Multi-omics analysis of Inflammatory Bowel Disease patients
Integrating multiple -omic datasets from IBD patients to facilitate precision medicine and treatment.
Led by: Korcsmáros Group
Start date: June 2018
Duration: Aug 2021
Grants: Collaboration in connection to the ERC Advanced Grant
- CrUCCial of Prof. Séverine Vermeire (Leuven, Belgium)

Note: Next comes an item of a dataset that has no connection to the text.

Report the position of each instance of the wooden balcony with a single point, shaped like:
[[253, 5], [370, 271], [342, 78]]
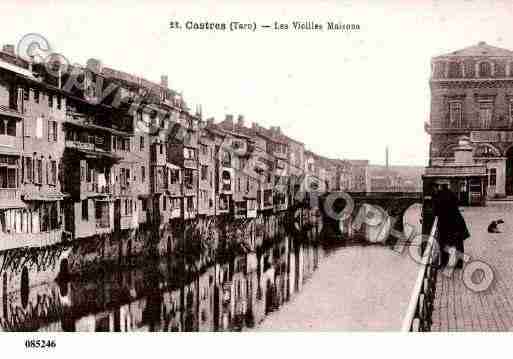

Inflammatory Bowel Disease (IBD) is a disorder of the human gastrointestinal tract (GI) characterised by inflammation of the gut mucosal layer and dysbiosis of the microbiome. IBD can broadly be classified into two well-studied diseases - Ulcerative Colitis (UC) and Crohn’s Disease (CD) - which are increasingly prevalent in the global population. However, IBD is a complex disease influenced by a variety of extrinsic and intrinsic factors such as genetics, microbiome, life-style (diet, smoking etc), xenobiotic exposures etc.
The inherent complexity of the disease brings with it a plethora of challenges in understanding disease pathogenesis which has implications in classifying disease subtypes, discovering drug-targets and predicting drug responses. One of the suggested approaches to tackle these challenges is to make use of data integration methodologies.
Stemming from our strategic collaboration with the IBD unit headed by Prof. Séverine Vermeire at KU Leuven, we have access to patient -omic datasets (such as genotyping, tissue and immune cell transcriptomics, blood proteomics, gut microbiome etc). We use data integration approaches aided by systems biology and machine learning to disentangle the complexity of IBD by exploiting the benefits delivered by the cumulative insights rendered by multiple -omic layers.
We harness the advantages of various integrative approaches (data driven or hypothesis driven) to further our understanding of the IBD disease drivers in a patient specific manner so that therapeutic approaches with minimal side-effects and maximal benefits can be tailored to fit the patient or groups of patients.
Such approaches are also expected to result in improved diagnosis and prognosis of patients.